Sandstein
1,93m x 0,72m x 0,60 m
Copyright am Werk: Rheinisches Landesmuseum Trier – GDKE
Copyright am Foto: Rheinisches Landesmuseum Trier – GDKE
Foto: Th. Zühmer
Reliefblock eines Grabmals mit Schulszene, um 180 n. Chr.
Unterricht auf Römisch
Eine Schulstunde im Fach Antike Literatur kann auch im 2. Jahrhundert nach Chr. schon ziemlich anstrengend sein - erst recht, wenn man beim Privatunterricht zu Hause mit nur wenigen Mitschülern ständig gefordert ist! Bei den Römern gibt es keine Schulen, wie wir sie kennen. Jeder zum Lehren befähigte Mann kann eine solche gründen.
Reliefblock eines Grabmals mit Schulszene, um 180 n. Chr.
Keine Schulpflicht
Aber wer es sich leisten kann, engagiert Privatlehrer, die dem Nachwuchs zuhause Stunden geben. Eine Schulpflicht gibt es nicht. In der Grundschule wird Lesen, Schreiben und Rechnen gelehrt. Danach folgt eine Literaturschule. In dieser Stufe befinden sich wohl bereits die sitzenden Kinder. Nach vier weiteren Jahren kann sich eine Rhetorikschule anschließen.

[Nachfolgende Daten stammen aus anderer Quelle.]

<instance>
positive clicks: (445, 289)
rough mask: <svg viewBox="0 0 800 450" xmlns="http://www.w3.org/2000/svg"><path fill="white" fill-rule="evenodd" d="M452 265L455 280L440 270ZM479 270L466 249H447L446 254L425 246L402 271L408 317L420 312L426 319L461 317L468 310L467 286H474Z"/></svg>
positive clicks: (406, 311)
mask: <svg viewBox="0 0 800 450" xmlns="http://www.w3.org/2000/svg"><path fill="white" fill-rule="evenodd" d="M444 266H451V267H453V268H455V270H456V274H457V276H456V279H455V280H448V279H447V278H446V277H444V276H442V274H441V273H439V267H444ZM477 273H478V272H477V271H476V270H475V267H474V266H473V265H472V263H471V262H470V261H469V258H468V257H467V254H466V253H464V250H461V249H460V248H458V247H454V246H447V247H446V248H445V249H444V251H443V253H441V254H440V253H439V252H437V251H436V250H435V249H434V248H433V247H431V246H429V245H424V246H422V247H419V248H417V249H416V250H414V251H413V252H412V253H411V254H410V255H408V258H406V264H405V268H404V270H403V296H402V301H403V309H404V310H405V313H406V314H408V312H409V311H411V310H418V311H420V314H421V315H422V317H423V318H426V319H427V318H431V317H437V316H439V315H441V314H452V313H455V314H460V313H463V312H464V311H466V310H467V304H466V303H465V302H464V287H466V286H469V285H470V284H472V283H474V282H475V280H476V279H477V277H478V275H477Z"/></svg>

Reliefblock eines Grabmals mit Schulszene, um 180 n. Chr.
Blick ins Klassenzimmer
Zwei Söhne des Grabinhabers sitzen in Lehnstühlen einander gegenüber. Beide halten eine Buchrolle aus Papyrus vor sich. Solche Buchrollen sind kostbar – vielleicht sind sie deshalb so deutlich dem Betrachter zugewendet und größer, als sie in Wirklichkeit sind.
Reliefblock eines Grabmals mit Schulszene, um 180 n. Chr.
Elitäre Pädagogik
Der Lehrer sitzt in der Mitte. Durch seine lockigen Haare und den vollen Bart ist er als Grieche, das heißt als gut ausgebildeter Pädagoge, charakterisiert. Von rechts tritt ein weiterer Sohn grüßend heran – gleich wird er die Geschwister im Unterricht ablösen. Statt einer Papyrusrolle trägt er fünf Wachstäfelchen an einem Henkel – in diese wird er seine Schreib- und Rechenübungen ritzen.

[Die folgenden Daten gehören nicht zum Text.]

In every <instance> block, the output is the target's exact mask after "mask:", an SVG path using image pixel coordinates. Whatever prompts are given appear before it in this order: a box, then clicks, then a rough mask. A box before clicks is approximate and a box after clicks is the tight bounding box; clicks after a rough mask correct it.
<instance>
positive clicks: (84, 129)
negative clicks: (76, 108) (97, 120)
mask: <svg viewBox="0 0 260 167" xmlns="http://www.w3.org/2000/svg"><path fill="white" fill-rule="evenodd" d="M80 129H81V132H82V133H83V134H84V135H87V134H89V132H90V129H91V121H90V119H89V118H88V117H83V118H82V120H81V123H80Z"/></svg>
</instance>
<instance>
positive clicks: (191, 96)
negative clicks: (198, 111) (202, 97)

Reliefblock eines Grabmals mit Schulszene, um 180 n. Chr.
Die römische Lebenswelt
Die tiefsten Einblicke in die römische Lebenswelt bieten uns Darstellungen auf Grabmälern einst gutsituierter Römer. Dort werden nämlich ganze Lebensgeschichten in Szene gesetzt. So wird vom Grabinhaber allein mit diesem kleinen Ausschnitt des Schulreliefs vermittelt, dass er mehrere Söhne hat, denen er teuren Privatunterricht mit guten Unterrichtsmaterialien und einem qualifizierten Lehrer ermöglichen kann. Und das sollte auch dem Betrachter unbedingt gezeigt werden. Reichtum und gute Bildung gehören zu den beliebtesten Sujets!

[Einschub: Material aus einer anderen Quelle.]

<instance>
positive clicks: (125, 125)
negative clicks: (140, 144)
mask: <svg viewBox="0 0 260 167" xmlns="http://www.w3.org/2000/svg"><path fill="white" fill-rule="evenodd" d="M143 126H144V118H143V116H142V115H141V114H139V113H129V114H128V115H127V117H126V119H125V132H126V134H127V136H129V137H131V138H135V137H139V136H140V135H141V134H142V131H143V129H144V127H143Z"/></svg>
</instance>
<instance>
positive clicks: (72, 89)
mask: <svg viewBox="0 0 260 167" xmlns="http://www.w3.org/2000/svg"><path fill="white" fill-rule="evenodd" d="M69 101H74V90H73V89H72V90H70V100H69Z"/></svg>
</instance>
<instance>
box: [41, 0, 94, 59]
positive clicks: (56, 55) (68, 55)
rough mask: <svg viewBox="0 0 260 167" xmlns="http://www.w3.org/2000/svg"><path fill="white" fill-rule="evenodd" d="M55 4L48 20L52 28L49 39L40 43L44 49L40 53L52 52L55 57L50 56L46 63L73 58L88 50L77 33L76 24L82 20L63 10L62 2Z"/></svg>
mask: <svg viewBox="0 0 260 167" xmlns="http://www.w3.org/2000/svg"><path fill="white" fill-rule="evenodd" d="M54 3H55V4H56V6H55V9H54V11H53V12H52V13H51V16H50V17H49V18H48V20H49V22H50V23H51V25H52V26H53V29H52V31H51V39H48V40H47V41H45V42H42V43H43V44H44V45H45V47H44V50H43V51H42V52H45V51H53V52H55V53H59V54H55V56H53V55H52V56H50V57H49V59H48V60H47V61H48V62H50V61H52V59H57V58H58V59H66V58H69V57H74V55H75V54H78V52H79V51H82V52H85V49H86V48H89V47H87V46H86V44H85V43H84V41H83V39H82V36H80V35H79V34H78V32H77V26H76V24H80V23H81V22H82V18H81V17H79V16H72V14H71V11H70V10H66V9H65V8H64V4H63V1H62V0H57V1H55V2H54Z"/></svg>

Reliefblock eines Grabmals mit Schulszene, um 180 n. Chr.
Nur ein Teil vom Ganzen
Das Schulrelief hat einst die rechte Nebenseite eines über zehn Meter hohen Grabpfeilers geschmückt, von dem mehrere Fragmente im Fundament des Kastells von Neumagen wiederentdeckt werden. Es hat sein späteres Schicksal mit vielen anderen monumentalen Grabmälern geteilt. Denn auch die Römer denken praktisch: was nicht mehr gebraucht wird, verwendet man für andere Zwecke weiter.
Reliefblock eines Grabmals mit Schulszene, um 180 n. Chr.
Archäologische Indizien
Das Relief erzählt nicht nur viel über das einstige Leben des Verstorbenen, sondern gibt auch wegen seiner handwerklich perfekten und detailreichen Darstellung wichtige Hinweise auf seine zeitliche Einordnung. So können Archäologen beispielsweise anhand von Kleidung, Frisuren, sogar der Augengestaltung oder des Rankenblattwerks von einer Entstehungszeit des Reliefs am Ende des 2. Jahrhunderts nach Chr. ausgehen.